Instead of freezing eggs, why not freeze ovarian tissue instead? This is a question asked by US doctors who carried out a study, recently published in the Reproductive sciences journal. By looking at data between 19999 and 2016, researchers found that more than a third of women who froze their ovarian tissue, instead of their eggs, were able to conceive.
This is hopeful news for women who were previously unable to undertake fertility treatment due to conflicting medical conditions. Although the procedure is still in an experimental stage, it indicates that it could also potentially restore reproductive functions in women and even reverse menopause.Pumps are typically used in the time leading up to a heart transplant surgery for patients who are diagnosed with heart failure. However, it now seems that patients fitted with the devices actually have their heart functions restored to a level where they may no longer need the surgery at all. Could this pave the way for reversing the effects of heart failure?
From artificial ovaries through to prosthetic limbs, 3D printing has created massive potential in the world of healthcare technology. Researchers at Rice University and Baylor College of Medicine have taken one step closer to being able to generate implantable capillaries which could save the lives of heart patients in a process called tubulogenesis.
By using a special combination of cells, researchers will potentially be able to grow cells with vasculature – meaning that they will be able to form tissues that will not die due to a lack of nutrients. The ultimate goal is to be able to carry out 3D bio printing to build vessels that can connect to pumps and be able to supply tissues with blood.
Scientists in Switzerland have been trialling a new robotic system that is able to help patients with physical rehabilitation. By using a harness suspended from the ceiling, robot motors are able to support and adjust according to the movement of the patient, catching them before they are able to fall or stumble - whilst giving them enough space to retrain their bodies.
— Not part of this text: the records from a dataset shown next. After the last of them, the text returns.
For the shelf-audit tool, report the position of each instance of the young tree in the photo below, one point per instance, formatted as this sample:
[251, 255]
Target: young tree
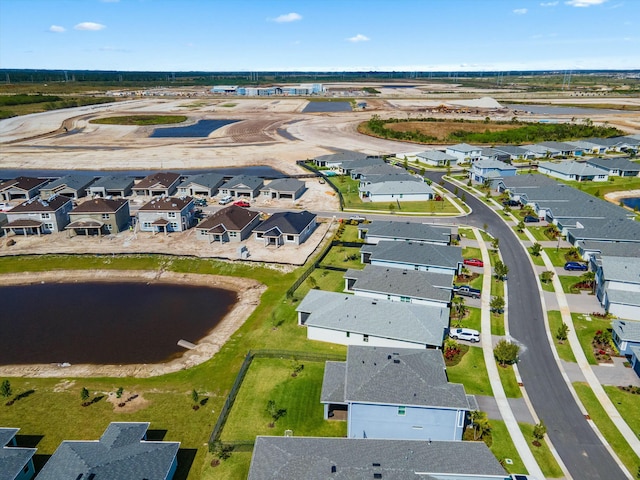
[505, 352]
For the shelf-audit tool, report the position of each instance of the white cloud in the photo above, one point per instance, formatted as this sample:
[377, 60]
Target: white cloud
[89, 26]
[359, 38]
[584, 3]
[288, 17]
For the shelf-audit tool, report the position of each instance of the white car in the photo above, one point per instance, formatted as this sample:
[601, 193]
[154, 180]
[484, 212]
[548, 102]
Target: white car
[467, 334]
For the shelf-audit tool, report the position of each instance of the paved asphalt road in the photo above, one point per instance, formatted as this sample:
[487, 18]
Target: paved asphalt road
[580, 449]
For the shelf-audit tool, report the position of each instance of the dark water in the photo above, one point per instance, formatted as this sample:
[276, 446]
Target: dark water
[314, 107]
[631, 202]
[200, 129]
[105, 323]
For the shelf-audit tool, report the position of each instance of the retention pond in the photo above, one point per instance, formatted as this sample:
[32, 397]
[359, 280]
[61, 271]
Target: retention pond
[106, 323]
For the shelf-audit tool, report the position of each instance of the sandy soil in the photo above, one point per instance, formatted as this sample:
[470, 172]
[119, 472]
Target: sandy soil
[248, 291]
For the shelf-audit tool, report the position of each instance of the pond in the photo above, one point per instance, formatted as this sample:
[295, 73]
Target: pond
[200, 129]
[106, 323]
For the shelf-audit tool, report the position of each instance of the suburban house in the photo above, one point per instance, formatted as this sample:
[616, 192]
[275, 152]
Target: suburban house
[230, 224]
[464, 152]
[320, 458]
[38, 216]
[357, 320]
[111, 187]
[21, 188]
[618, 286]
[377, 231]
[414, 256]
[167, 214]
[157, 184]
[490, 170]
[100, 216]
[573, 171]
[436, 158]
[242, 186]
[396, 393]
[284, 188]
[16, 463]
[73, 186]
[122, 452]
[396, 285]
[284, 228]
[409, 190]
[616, 167]
[202, 185]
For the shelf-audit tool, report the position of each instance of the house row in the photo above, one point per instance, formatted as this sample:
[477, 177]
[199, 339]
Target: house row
[153, 185]
[122, 452]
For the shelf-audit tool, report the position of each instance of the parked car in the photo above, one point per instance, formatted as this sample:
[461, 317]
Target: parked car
[474, 262]
[467, 334]
[583, 267]
[467, 291]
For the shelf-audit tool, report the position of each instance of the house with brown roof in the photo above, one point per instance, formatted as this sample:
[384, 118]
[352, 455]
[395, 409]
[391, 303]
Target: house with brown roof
[100, 216]
[167, 214]
[157, 184]
[231, 224]
[37, 216]
[21, 188]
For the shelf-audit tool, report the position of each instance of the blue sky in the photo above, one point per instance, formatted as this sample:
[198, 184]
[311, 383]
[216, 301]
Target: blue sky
[336, 35]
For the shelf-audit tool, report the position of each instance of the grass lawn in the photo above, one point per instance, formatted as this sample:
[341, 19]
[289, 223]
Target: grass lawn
[563, 349]
[508, 380]
[472, 373]
[542, 454]
[586, 329]
[502, 447]
[270, 379]
[607, 427]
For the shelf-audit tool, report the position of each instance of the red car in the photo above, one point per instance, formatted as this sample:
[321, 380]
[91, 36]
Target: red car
[474, 262]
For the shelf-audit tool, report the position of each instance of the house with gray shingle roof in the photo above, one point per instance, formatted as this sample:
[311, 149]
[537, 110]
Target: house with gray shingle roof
[276, 458]
[397, 393]
[114, 186]
[357, 320]
[16, 463]
[423, 288]
[73, 186]
[122, 452]
[413, 256]
[573, 171]
[377, 231]
[616, 166]
[618, 286]
[284, 188]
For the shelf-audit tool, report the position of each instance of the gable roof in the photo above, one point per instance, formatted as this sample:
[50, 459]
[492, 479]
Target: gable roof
[412, 253]
[120, 453]
[287, 222]
[406, 283]
[407, 322]
[401, 376]
[232, 217]
[356, 458]
[406, 231]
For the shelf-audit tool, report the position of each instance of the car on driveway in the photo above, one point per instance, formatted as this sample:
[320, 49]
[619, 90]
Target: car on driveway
[474, 262]
[583, 267]
[467, 334]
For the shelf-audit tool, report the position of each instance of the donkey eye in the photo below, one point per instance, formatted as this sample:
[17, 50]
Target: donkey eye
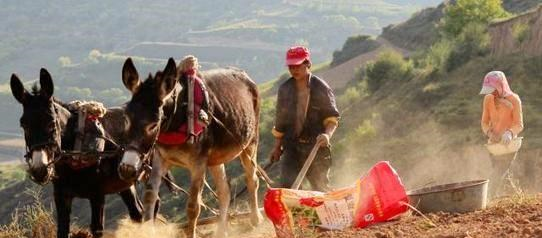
[152, 127]
[51, 126]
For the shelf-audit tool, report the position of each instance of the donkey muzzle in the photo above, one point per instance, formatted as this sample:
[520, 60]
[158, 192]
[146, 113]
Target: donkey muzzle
[130, 166]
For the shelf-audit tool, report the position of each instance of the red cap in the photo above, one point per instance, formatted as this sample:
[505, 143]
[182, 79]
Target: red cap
[296, 55]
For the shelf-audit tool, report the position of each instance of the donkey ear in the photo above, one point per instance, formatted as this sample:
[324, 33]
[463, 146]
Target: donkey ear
[130, 77]
[17, 89]
[46, 83]
[169, 79]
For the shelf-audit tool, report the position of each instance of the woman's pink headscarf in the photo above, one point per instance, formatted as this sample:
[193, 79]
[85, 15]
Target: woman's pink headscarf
[496, 80]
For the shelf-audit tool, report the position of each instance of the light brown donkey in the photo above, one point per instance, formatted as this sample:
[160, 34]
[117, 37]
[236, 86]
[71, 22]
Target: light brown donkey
[232, 132]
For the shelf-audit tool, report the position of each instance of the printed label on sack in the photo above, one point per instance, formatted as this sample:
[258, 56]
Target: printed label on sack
[336, 214]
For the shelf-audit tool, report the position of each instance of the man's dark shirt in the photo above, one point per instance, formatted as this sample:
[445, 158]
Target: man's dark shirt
[321, 106]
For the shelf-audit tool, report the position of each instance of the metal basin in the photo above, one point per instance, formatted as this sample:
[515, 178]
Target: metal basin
[455, 197]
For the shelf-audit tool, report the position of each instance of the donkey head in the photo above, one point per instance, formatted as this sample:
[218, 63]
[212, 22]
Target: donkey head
[144, 113]
[41, 125]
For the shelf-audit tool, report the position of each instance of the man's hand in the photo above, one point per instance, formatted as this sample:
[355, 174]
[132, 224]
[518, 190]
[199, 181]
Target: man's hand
[506, 137]
[323, 139]
[493, 137]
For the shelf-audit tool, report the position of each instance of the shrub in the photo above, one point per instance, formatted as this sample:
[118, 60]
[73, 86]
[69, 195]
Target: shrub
[435, 59]
[390, 65]
[472, 42]
[354, 46]
[466, 12]
[33, 221]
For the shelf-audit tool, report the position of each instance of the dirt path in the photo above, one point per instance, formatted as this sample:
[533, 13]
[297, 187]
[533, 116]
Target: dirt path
[339, 76]
[517, 216]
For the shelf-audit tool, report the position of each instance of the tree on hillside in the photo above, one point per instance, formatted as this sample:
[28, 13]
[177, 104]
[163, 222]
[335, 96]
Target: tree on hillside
[466, 12]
The assistive force is controlled by an algorithm which can learn over time, using data taken from sensors that record muscle activity, position of the legs and stride length.
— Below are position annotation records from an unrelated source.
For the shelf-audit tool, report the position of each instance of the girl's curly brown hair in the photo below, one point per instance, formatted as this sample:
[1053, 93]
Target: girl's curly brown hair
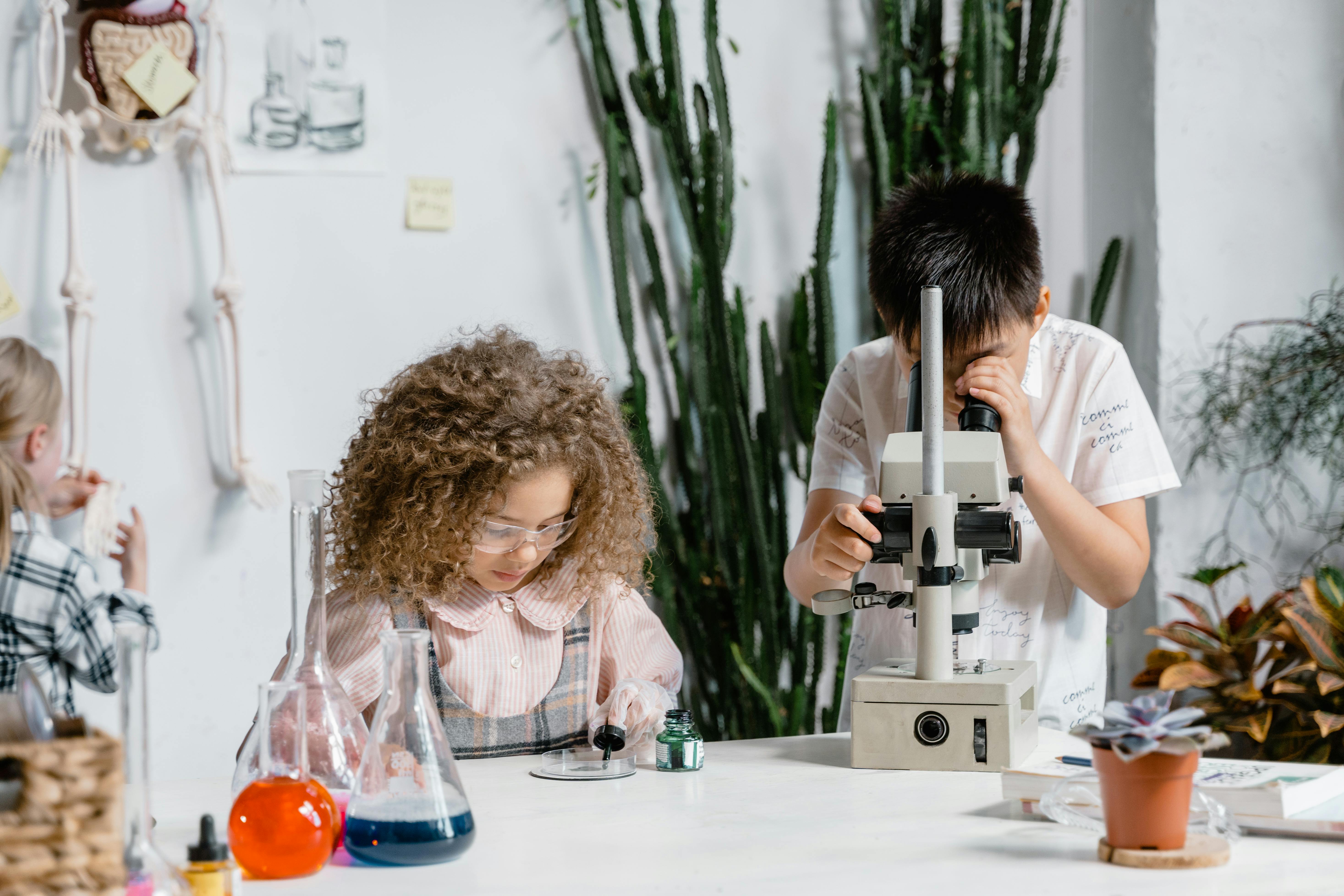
[447, 436]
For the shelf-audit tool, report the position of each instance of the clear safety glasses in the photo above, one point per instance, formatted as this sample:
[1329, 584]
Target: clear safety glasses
[506, 539]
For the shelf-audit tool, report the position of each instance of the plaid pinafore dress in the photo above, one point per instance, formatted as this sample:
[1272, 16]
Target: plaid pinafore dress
[558, 722]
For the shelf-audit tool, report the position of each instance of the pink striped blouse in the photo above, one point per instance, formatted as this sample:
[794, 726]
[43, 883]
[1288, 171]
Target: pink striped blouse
[502, 653]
A blood test known as a ‘liquid’ biopsy could help women with late-stage breast cancer receive more personalised treatment, potentially extending their lives. Researchers in the University of Leicester can use the test to detect and track changes in 13 different genes by analysing blood plasma and using the findings to determine which treatments would be the most effective, and when.
With 150 new cases of breast cancer diagnosed every day in the UK, this could help increase survival rates and pave the way for better diagnostics for millions of women worldwide.
As part of a shift towards preventative and faster reactive care, MIT Lincoln Laboratory in collaboration with the U.S. Army Research Institute for Environmental Medicine have created a new kind of metabolic sensor. Known as COBRA (otherwise known as the Carbon dioxide/Oxygen Breath and Respiration Analyzer), people are able to make metabolic measurements on the spot, simply by breathing into a small piece of equipment.
Current technology that carries out a similar task costs anywhere between $40,000 and $50,000 and is mainly used in a clinical setting due to its size. With the development of COBRA, athletes, soldiers and those interested in weight loss and training will have a much more affordable and portable solution for testing their metabolic rates.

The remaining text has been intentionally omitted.